We want to make the parent of the current directory the new current directory
* os.path.dirname() gets the parent directory
* os.chdir() defines the new current directory

In [None]:
os.chdir(os.path.dirname(current_dir))
print("You set a new current directory")

Confirm the new current directory

In [None]:
current_dir = os.getcwd()
current_dir

---

# Kaggle Installation and Configuration

The following function call completes several actions:

1. First it installs Kaggle.
2. Then it changes the Kaggle configuration directory to the current working directory and sets permissions for the Kaggle authentication JSON.
3. Next it will set the Kaggle dataset path and download it to the folder we specified in the 'Outputs' section.
4. Finally, we unzip the downloaded file then delete the zip file.

In [None]:
fetch_kaggle_dataset(
    kaggle_path="codeinstitute/cherry-leaves",
    dest_folder="input/datasets/cherry_leaf_dataset"
)

---

# Data Preparation

---

## Data Cleaning

### The below method allows us to find and remove files of a particular extension type.

We need to find and remove any non-image files from our dataset, if they exist.

We create a variable and assign it the pathway to our data which will be the 'root_dir' parameter of the clean_image_dataset method.

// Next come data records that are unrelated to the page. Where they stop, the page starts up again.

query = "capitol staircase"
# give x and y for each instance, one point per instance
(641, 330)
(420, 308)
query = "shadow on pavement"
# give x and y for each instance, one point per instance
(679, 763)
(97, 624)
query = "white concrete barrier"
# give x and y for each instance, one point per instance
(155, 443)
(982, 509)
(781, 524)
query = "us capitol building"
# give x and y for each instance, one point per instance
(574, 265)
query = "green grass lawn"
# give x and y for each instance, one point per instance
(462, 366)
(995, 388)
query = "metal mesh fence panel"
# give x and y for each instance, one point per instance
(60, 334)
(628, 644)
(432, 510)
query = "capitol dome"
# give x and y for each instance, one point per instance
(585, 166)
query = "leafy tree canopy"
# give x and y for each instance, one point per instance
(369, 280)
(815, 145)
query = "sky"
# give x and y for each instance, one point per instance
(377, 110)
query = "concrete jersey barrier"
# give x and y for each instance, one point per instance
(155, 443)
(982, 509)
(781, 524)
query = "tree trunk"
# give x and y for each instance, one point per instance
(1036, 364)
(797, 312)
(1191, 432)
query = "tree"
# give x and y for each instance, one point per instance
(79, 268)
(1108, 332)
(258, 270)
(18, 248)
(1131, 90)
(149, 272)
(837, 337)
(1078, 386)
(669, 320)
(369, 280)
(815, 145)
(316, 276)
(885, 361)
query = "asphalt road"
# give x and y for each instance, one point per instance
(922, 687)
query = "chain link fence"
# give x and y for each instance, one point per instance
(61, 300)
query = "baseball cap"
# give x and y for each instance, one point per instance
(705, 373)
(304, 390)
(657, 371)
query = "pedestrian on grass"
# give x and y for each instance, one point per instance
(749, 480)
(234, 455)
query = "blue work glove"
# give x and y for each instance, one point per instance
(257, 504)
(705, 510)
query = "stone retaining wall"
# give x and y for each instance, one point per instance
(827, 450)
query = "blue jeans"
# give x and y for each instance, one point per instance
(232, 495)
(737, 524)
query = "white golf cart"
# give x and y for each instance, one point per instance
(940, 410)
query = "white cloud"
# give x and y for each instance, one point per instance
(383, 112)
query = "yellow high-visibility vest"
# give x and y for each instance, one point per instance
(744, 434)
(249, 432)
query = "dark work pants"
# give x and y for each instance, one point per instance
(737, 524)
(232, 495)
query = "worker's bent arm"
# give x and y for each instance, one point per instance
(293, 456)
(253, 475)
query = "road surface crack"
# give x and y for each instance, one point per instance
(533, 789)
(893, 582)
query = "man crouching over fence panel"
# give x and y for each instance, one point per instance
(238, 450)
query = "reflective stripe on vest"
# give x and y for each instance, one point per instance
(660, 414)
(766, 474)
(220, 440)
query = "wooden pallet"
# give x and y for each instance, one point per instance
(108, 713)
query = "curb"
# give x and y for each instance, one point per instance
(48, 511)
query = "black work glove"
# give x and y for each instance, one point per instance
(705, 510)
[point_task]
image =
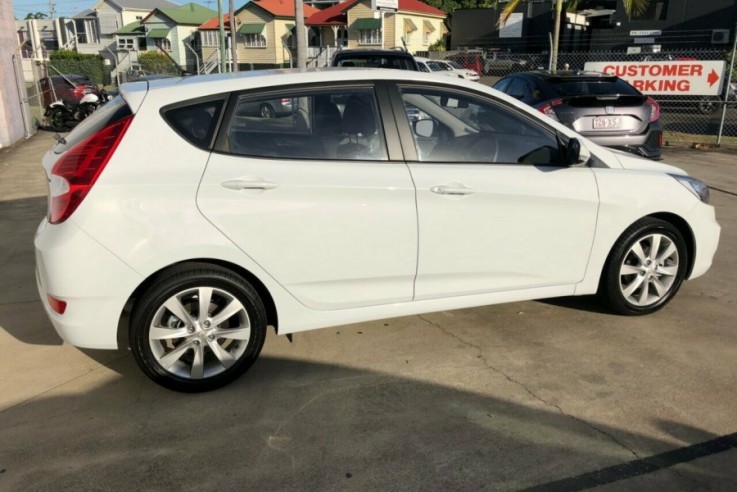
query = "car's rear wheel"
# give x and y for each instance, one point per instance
(645, 268)
(197, 328)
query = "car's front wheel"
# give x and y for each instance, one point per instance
(197, 328)
(645, 268)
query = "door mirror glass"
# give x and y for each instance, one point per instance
(424, 128)
(573, 151)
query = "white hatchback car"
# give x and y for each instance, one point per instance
(210, 223)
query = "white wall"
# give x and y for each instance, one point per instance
(11, 118)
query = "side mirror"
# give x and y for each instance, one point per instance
(424, 128)
(572, 152)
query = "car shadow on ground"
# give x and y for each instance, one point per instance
(297, 425)
(18, 291)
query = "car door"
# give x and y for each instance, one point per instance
(314, 197)
(496, 209)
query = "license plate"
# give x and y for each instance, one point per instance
(607, 122)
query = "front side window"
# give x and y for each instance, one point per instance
(336, 124)
(369, 36)
(254, 40)
(451, 126)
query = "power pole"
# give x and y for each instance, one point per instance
(299, 28)
(233, 37)
(222, 36)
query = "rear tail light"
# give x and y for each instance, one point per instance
(655, 109)
(548, 108)
(77, 170)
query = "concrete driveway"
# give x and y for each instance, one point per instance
(549, 395)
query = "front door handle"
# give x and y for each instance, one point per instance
(249, 184)
(456, 189)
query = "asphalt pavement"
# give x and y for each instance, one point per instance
(547, 395)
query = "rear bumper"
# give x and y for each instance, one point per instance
(646, 144)
(94, 283)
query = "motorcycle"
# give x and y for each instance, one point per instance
(62, 117)
(708, 105)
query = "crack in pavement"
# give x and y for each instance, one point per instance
(528, 390)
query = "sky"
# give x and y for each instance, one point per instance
(67, 8)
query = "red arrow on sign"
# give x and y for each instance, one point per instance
(712, 78)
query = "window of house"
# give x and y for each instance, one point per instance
(126, 43)
(163, 44)
(210, 38)
(254, 40)
(369, 36)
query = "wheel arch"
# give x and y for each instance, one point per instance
(678, 222)
(263, 292)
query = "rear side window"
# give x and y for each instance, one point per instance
(106, 115)
(197, 122)
(592, 87)
(342, 124)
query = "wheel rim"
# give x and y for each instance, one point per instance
(199, 333)
(649, 270)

As we are looking for image files the 'extensions' parameter does not need to be altered.

In [None]:
dataset_path = "input/datasets/cherry_leaf_dataset/cherry-leaves"
clean_image_dataset(dataset_path)

---

# Splitting Train, Validation and Test Sets

In keeping with convention:

* We will allocate 70% of the data to Training.
* 10% to Validation.
* 20% to Testing.

In [None]:
split_dataset(
    data_dir="input/datasets/cherry_leaf_dataset/cherry-leaves",
    train_ratio=0.7,
    val_ratio=0.1,
    test_ratio=0.2,
)

---